LEXINGTON, Ky. (LEX 18) — It’s been 20 years since six-year-old Yarely died in a drunk driving accident. Her mother has been using the pain of her loss to fuel change ever since.

“Sometimes it’s harder than others,” said Ana Luna.

She says July 29, 2002, is a day that will stick with her forever.

"I asked God why, why, why, why did this happen,” said Luna. "After a couple of weeks the officer knocked on my door and they told me it was a drunk driver.”

That devastating discovery only made her feel worse. She almost let that anger consume her, but a good friend convinced her to share what happened and to use her story to make a change.

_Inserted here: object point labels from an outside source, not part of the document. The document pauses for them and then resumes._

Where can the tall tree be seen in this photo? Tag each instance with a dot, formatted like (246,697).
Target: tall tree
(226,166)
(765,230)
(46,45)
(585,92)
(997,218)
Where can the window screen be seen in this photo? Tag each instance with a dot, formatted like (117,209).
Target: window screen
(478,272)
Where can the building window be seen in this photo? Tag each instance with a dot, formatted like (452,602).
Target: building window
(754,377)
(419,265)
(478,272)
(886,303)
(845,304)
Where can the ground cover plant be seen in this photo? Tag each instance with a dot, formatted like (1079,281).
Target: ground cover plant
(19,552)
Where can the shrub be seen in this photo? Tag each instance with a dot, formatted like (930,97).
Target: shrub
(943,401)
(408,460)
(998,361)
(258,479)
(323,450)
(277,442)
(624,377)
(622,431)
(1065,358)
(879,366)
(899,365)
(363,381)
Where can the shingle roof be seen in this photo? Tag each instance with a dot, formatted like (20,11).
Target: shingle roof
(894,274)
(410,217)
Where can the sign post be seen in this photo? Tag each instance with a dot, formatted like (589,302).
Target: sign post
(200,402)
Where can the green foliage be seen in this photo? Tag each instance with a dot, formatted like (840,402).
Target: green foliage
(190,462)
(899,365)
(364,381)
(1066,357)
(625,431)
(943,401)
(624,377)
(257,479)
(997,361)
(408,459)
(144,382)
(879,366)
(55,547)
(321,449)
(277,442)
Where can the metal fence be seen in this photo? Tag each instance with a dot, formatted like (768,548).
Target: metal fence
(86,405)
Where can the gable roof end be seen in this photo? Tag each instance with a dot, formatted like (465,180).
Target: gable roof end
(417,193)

“She told me if you do it, it's gonna be hard but if you do it you will reach more people,” said Luna.

First, she shared her story on the radio through a station geared toward the Hispanic community. Luna sought out Moms Against Drunk Driving (MADD) and she noticed there wasn’t anything or anyone sharing the message in the Hispanic community.

In 2004 she created Angels in Action, using different methods like sports to fundraise for a yearly campaign against drunk driving.

“They don't have much in Spanish and I was thinking, you know, our community, our Spanish community, need to realize it’s very dangerous drinking,” said Luna.

Every year for the whole month of July, she and her team work to create ads and host events to spread the message of not drinking and driving. Community members join volleyball, soccer, and basketball teams to support the cause.

"They understand and they just have fun and then go home,” said Luna. “And maybe, just maybe somebody that's gonna drink and drive they may not do it anymore. Who knows.”

According to the National Highway Traffic Safety Administration, more than 42,000 Hispanics were killed in traffic accidents in 2004. That year they estimate 42% were as a result of alcohol-related car accidents.

More than 5,000 Hispanics were seriously injured in traffic accidents that year with 49% of those injuries occurring in alcohol-related car accidents.

"We started with the Spanish community, but we believe we are just one community, and drinking and driving is an issue of any color, any race, any language,” said Luna.

In 2020, the NHTSA reported about 30% of all traffic fatalities in the U.S. involved drunk drivers.

Lune hopes the annual campaign will cause people to stop and think.

“It can happen to anyone, no matter who you are,” said Luna.